5/ In the probability model, why is the sign of the recency parameter expected to be negative?
summary(prob.model)
##
## Call:
## glm(formula = active_2015 ~ recency + log(recency) + frequency +
## log(frequency), family = binomial(link = "logit"), data = in_sample)
##
## Deviance Residuals:
## Min 1Q Median 3Q Max
## -2.1792 -0.5792 -0.2533 -0.0920 3.5471
##
## Coefficients:
## Estimate Std.
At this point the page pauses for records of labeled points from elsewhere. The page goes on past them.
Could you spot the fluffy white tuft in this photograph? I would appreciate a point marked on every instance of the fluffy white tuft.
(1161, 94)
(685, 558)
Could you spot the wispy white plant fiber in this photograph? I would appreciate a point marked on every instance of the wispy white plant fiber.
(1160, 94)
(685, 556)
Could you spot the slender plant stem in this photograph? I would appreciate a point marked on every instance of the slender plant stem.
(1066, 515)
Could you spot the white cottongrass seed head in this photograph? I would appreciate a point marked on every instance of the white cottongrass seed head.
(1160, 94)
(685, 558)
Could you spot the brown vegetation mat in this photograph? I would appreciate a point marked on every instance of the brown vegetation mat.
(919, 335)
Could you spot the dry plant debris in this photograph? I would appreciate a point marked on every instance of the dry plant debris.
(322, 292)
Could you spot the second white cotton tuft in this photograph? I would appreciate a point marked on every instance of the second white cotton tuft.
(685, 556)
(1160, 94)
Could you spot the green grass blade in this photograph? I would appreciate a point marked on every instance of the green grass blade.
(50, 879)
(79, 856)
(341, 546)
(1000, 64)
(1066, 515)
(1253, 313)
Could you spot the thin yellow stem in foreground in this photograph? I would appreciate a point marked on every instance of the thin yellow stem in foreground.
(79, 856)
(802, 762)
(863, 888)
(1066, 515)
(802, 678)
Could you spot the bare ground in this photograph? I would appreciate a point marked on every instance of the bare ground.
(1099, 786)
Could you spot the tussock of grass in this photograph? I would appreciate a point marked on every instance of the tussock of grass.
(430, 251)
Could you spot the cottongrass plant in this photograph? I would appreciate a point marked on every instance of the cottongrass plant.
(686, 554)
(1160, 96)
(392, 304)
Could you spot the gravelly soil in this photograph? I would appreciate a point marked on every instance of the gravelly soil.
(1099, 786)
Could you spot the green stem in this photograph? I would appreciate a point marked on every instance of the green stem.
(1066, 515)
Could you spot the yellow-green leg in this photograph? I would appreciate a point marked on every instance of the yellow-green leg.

Error z value Pr(>|z|)
## (Intercept) 3.147e-01 8.437e-02 3.73 0.000191 ***
## recency -1.347e-03 6.378e-05 -21.12 < 2e-16 ***
## log(recency) -2.223e-01 1.810e-02 -12.29 < 2e-16 ***
## frequency -1.394e-02 1.885e-02 -0.74 0.459381
## log(frequency) 8.788e-01 7.205e-02 12.20 < 2e-16 ***
## ---
## Signif. codes: 0 '***' 0.001 '**' 0.01 '*' 0.05 '.' 0.1 ' ' 1
##
## (Dispersion parameter for binomial family taken to be 1)
##
## Null deviance: 18228 on 16904 degrees of freedom
## Residual deviance: 12051 on 16900 degrees of freedom
## AIC: 12061
##
## Number of Fisher Scoring iterations: 6
The negative sign of the recency parameter ('estimate') means that the larger the recency, the smaller the probability that a customer will be active the following year.
6/ How many customers have an expected revenue of more than $50
z = which(customers_2015$score_predicted > 50)
length(z)
## [1] 1394
1394 customers have an expected revenue of more than $50 in 2016. We have the list of customers on which we should spend the most marketing dollar (ie the customers with the highest score).